I haven't actually used Cython so maybe I'm misunderstanding it, but Cython appears to be away to write C code directly into a Python source file.
So if you don't want to write any C you won't like it.
 
@El'endiaStarman this is needlessly slow though
if you do it like that you won't fully appreciate one part of compilers
the codegen
lexer -> parser -> semantic analysis -> optimization -> codegen
 
@feersum I might be thinking of something else, but there's a tool that helps you turn Python code into C. I've only tried to use it once, for the sturdy squares thing, and it didn't work out very well. I think it might've been in part because I imported itertools for permutations...
@Maltysen This looks like it might be very useful.
 
@El'endiaStarman do this first
 
lambda calculus is an easy one also
 
5:52 AM
anyone here on linux and want to help me for 1 sec?
I want to test if my programming language compiler compiles without any dependencies I wasn't aware of
 
sure!
is it on github?
 
sudo apt-get install ninja
git clone https://github.com/orlp/kwik
cd kwik
ninja
that just builds
if you trust me enough that it's not malware you can also run ./kwik to get the compiler :)
 
have you guys used Kotlin before?
 
You have a build system that doesn't allow arbitrary code execution?!
 
and did you guys like it?
 
5:55 AM
uh it it supposed to be frozen after telling me that my user is in the magic group?
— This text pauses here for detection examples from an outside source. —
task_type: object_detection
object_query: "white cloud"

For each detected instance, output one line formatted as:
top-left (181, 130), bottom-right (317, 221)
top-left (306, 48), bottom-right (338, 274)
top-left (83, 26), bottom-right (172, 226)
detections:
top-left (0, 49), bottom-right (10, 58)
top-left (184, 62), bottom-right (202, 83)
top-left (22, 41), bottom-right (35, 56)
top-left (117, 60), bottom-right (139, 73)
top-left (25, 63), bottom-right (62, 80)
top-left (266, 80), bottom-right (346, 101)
or is it like building in the background?
 
@Maltysen after which command?
 
after ninja
is it because i'm root?
 
@feersum well, I guess you should inspect the build.ninja
@Maltysen dude, don't build as root man
I mean, it's nice you trust me, but just generally don't
that might even be ninja protecting you
 
nope, lol: die: error: must run as root
 
can you post your command log/output?
 
5:58 AM
do i have to pass the build file?
 
no
 
cuz its like log: warning: no configuration file specified, using default values
 
just please post the commands you entered
and what they printed
 
<username stuff> >>> sudo ninja
log: warning: no configuration file specified, using default values
log: ninja version 0.1.3 initializing
log: magic group: gid=0 (root)
log: entering main loop
log: generating initial pid array..
log: now monitoring process activity
 
ohhhhhhhh
 
5:59 AM
@orlp (sqrt (* 2 8)) ⇒ 4.0 <- I don't get this. Why does this work? Is sqrt already a built-in function?